4.Computed tomografia (TC) A TC pode mostrar a dilatação da aorta doente e encontrar melhor a calcificação intimal na aorta do que a película simples de raios X. Se a íntima calcificada for deslocada centralmente sugere coarctação da aorta, se for deslocada perifericamente sugere um simples aneurisma da aorta.

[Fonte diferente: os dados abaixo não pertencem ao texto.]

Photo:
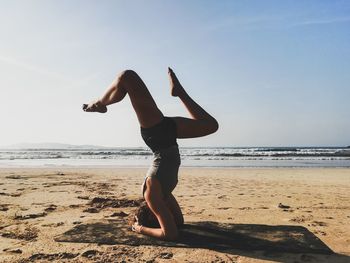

5.Magnetic ressonância magnética (RM) A RM é semelhante à TC, mas em comparação com a TC, pode ser multidireccional e multiparamétrica em posições transaxial, sagital, coronal e oblíqua anterior esquerda, e pode observar o tipo e extensão das lesões e alterações anatómicas sem o uso de contraste.
6.Digital angiografia de subtracção (DSA) A DSA intravenosa menos invasiva pode basicamente substituir a arteriografia normal no diagnóstico da coarctação da aorta tipo B.
7.Aortography Actualmente, a intubação retrógrada da aorta é o método mais comum utilizado. A maior vantagem é que pode confirmar a entrada e saída da laceração endotelial, clarificar o envolvimento dos ramos da aorta e estimar a gravidade da insuficiência da válvula aórtica, etc. A maioria dos cirurgiões ainda considera a aortografia como essencial para estabelecer o diagnóstico e planear a cirurgia.
8. análises de sangue e urina A contagem de glóbulos brancos aumenta frequentemente rapidamente. A anemia hemolítica e a icterícia podem estar presentes. Os eritrócitos podem estar presentes na urina e mesmo hematúria a olho nu.